The compressor and the bypass fan are both rotating structures in which stages of blades extend radially outwardly from a respective compressor or bypass fan rotor disk. The compressor blades have complexly shaped and curved airfoils that compress the air to progressively higher pressures for injection into the combustors. The fan blades are also complexly shaped and curved to force the air around the center core of the engine and out the trailing end of the engine. The compressor rotor disk and the bypass fan rotor disk turn at thousands of revolutions per minute. In a large gas turbine engine the compressor blades and bypass fan blades may be quite long and extend a substantial distance from the centerline of the engine. Consequently, both the compressor blades and bypass fan blades move through the air at a high velocity.

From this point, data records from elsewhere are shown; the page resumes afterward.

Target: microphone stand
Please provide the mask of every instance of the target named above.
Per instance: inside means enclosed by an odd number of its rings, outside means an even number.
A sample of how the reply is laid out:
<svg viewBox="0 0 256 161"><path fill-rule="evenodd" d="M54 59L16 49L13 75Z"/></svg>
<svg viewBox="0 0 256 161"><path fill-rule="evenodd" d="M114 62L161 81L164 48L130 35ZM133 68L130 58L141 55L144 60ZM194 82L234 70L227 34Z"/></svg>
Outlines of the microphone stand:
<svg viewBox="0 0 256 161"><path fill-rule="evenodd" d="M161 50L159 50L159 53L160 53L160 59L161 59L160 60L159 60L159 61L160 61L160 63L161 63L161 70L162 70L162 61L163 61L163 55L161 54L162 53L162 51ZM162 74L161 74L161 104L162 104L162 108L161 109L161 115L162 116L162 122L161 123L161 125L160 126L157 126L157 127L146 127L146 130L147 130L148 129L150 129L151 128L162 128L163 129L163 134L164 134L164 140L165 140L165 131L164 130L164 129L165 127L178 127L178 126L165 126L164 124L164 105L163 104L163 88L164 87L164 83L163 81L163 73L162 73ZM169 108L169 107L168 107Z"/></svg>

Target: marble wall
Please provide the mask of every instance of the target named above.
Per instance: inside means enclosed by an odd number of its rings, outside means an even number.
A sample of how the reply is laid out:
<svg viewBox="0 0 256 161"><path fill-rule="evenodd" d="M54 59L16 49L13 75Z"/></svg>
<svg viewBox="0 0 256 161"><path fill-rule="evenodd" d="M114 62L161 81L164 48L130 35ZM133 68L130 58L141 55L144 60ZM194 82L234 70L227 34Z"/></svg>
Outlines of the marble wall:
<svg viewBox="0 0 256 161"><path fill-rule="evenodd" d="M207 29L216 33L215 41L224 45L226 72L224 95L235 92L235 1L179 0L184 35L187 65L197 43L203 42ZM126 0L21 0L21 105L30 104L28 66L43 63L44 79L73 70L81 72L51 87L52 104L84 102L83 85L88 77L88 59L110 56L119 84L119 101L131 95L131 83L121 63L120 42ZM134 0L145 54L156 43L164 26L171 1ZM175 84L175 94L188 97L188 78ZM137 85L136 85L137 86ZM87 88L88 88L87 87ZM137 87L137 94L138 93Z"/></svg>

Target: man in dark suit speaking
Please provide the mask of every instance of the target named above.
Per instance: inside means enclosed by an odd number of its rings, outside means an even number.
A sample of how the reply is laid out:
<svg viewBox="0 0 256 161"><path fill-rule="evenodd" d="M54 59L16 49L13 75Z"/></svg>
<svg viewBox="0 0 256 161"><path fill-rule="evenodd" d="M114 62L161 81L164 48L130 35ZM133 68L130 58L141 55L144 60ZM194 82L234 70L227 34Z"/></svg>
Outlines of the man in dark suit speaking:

The compressor blades and the bypass fan blades receive the inward flow of air into the gas turbine engine at a combined velocity determined both by their rotational velocity and by the relative velocity of the engine through the air. The combined velocity is typically at least near Mach 1, and may be considerably greater than Mach 1 in many situations. Any solid or liquid particles in the air—dust, dirt particles, sand, fine water droplets, raindrops, ice, and snow, for example—impact against the compressor blades and the bypass fan blades at the combined velocity. These particles may be of a wide range of masses, from lightweight particles to relatively heavy particles, but are not so heavy that they cause instantaneous fracture of the blades (as could be the case for an ingested bird or the like). Because of the complex shapes of the airfoils of the compressor blades and the bypass fan blades and the change in the combined velocity under different flight conditions, the solid particles impact the various regions, and even the same region, of the blades over a variety of particle-impact angles of incidence.

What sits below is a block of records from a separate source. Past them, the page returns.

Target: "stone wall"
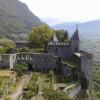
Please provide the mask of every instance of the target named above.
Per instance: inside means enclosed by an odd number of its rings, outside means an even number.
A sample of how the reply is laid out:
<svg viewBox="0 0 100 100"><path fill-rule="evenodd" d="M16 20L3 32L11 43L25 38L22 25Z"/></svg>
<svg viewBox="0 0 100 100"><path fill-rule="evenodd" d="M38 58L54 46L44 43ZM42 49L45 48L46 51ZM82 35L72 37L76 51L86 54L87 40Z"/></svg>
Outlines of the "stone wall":
<svg viewBox="0 0 100 100"><path fill-rule="evenodd" d="M92 90L92 74L93 74L93 64L92 64L92 55L81 51L81 70L85 73L86 78L89 81L89 90Z"/></svg>
<svg viewBox="0 0 100 100"><path fill-rule="evenodd" d="M69 45L48 45L47 53L52 53L62 59L69 59L72 56Z"/></svg>
<svg viewBox="0 0 100 100"><path fill-rule="evenodd" d="M46 53L21 53L17 54L17 63L32 65L34 71L48 72L58 71L58 58Z"/></svg>
<svg viewBox="0 0 100 100"><path fill-rule="evenodd" d="M12 69L16 62L16 54L2 54L0 55L0 68Z"/></svg>

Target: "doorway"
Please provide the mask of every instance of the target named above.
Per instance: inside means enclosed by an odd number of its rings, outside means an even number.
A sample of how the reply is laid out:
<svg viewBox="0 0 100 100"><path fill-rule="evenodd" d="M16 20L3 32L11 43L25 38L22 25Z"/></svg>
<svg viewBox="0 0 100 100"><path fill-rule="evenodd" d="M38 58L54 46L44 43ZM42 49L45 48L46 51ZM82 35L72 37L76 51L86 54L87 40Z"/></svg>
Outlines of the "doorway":
<svg viewBox="0 0 100 100"><path fill-rule="evenodd" d="M28 64L28 71L34 71L33 64Z"/></svg>

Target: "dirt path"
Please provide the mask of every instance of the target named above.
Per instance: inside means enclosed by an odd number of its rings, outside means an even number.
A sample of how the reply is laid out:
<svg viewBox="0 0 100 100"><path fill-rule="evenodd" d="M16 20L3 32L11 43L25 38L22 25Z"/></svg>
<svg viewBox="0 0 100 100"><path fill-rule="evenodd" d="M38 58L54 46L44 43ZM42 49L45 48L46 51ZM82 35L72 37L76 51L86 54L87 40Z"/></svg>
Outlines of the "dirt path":
<svg viewBox="0 0 100 100"><path fill-rule="evenodd" d="M18 98L18 96L22 93L23 88L27 84L28 79L29 75L24 75L22 77L22 79L20 80L20 85L18 86L16 91L9 96L10 100L16 100Z"/></svg>

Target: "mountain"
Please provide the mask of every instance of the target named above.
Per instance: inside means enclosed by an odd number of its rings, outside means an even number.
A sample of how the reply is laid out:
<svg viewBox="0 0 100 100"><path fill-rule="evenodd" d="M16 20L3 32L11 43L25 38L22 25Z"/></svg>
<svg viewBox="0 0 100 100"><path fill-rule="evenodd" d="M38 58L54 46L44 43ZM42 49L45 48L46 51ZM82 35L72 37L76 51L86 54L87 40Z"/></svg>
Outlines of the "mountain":
<svg viewBox="0 0 100 100"><path fill-rule="evenodd" d="M43 22L18 0L0 0L0 36L28 33Z"/></svg>
<svg viewBox="0 0 100 100"><path fill-rule="evenodd" d="M100 20L88 21L84 23L80 22L71 22L71 23L61 23L54 26L51 26L54 29L65 29L69 33L73 33L78 25L80 33L83 34L100 34Z"/></svg>

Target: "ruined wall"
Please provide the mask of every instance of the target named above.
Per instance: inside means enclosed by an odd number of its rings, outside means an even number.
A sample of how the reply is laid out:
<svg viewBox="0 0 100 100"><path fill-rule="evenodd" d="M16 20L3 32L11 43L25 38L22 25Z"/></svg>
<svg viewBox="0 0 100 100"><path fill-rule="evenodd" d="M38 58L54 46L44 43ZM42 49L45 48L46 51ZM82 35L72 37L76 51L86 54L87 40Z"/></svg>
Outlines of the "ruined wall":
<svg viewBox="0 0 100 100"><path fill-rule="evenodd" d="M92 55L81 51L82 58L81 58L81 70L85 73L89 81L89 90L92 90L92 74L93 74L93 64L92 64Z"/></svg>
<svg viewBox="0 0 100 100"><path fill-rule="evenodd" d="M17 63L32 64L34 71L58 71L57 57L46 53L21 53L17 54Z"/></svg>
<svg viewBox="0 0 100 100"><path fill-rule="evenodd" d="M47 53L52 53L62 59L68 59L72 56L70 46L66 43L52 43L47 47Z"/></svg>
<svg viewBox="0 0 100 100"><path fill-rule="evenodd" d="M16 62L16 54L2 54L0 55L0 68L12 69Z"/></svg>

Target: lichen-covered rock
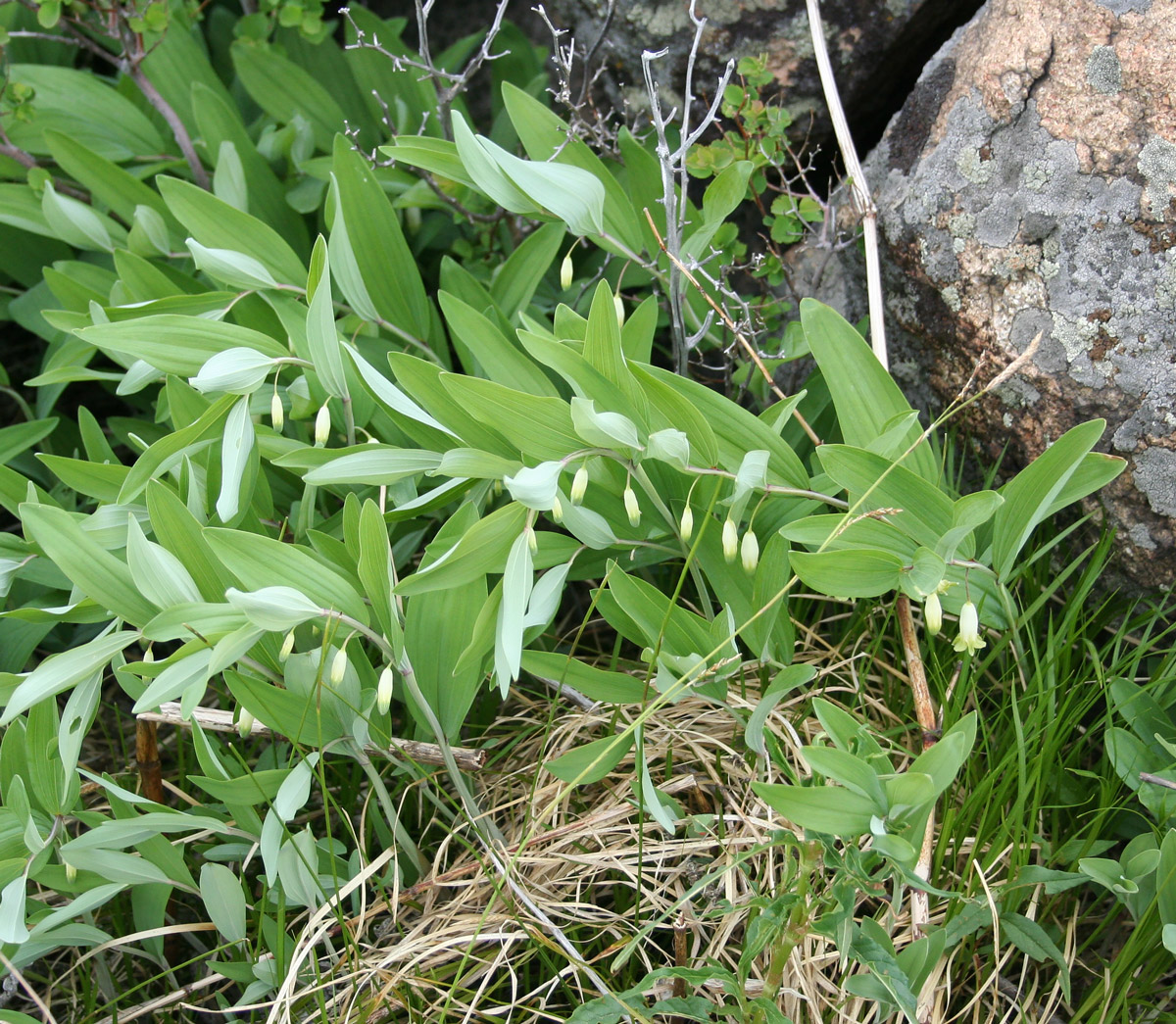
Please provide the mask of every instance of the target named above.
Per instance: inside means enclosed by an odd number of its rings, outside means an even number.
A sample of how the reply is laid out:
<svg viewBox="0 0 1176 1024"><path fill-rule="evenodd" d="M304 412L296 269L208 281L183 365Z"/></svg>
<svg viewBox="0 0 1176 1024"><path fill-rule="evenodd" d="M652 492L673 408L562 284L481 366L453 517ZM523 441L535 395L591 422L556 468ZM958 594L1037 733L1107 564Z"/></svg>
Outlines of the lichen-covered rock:
<svg viewBox="0 0 1176 1024"><path fill-rule="evenodd" d="M1145 587L1176 581L1174 53L1169 0L989 0L866 167L907 369L946 400L1043 332L971 426L1027 459L1104 416L1128 471L1101 500Z"/></svg>
<svg viewBox="0 0 1176 1024"><path fill-rule="evenodd" d="M608 0L546 0L552 20L575 33L582 49L599 36ZM823 0L829 58L846 109L854 121L884 121L902 103L908 76L903 62L926 54L961 24L980 0ZM689 0L616 0L604 38L604 69L614 100L639 108L646 105L642 85L643 51L668 49L656 63L659 86L676 94L686 74L694 39ZM707 19L695 67L695 88L713 94L729 58L768 54L768 69L780 83L783 102L803 133L814 122L814 138L823 140L829 118L813 55L804 0L697 0ZM929 42L930 41L930 42Z"/></svg>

The particle impacts may collectively cause substantial amounts of particle-impact damage to the compressor-blade airfoils and to the bypass-fan-blade airfoils. In some cases, no action is taken to avoid this damage, which in turn leads to earlier repair or replacement of the compressor blades and/or the bypass fan blades than would otherwise be necessary. In other cases, there have been attempts to apply protective coatings to the surfaces that are impacted by the particles. The most commonly used of such protective coatings is tungsten carbide-cobalt material having particles of tungsten carbide dispersed in a cobalt matrix. The coating material is very heavy and adds to the rotating weight of the compressor blades and bypass fan blades, which in turn leads to greater shaft, bearing, and structural weights. Such coatings are also subject to spallation during service.
There is accordingly a need for an improved approach to the protection of gas turbine components, such as compressor blades and bypass fan blades, and other articles as well, against the damage caused by high-velocity particle-impact damage. The present invention fulfills this need, and further provides related advantages.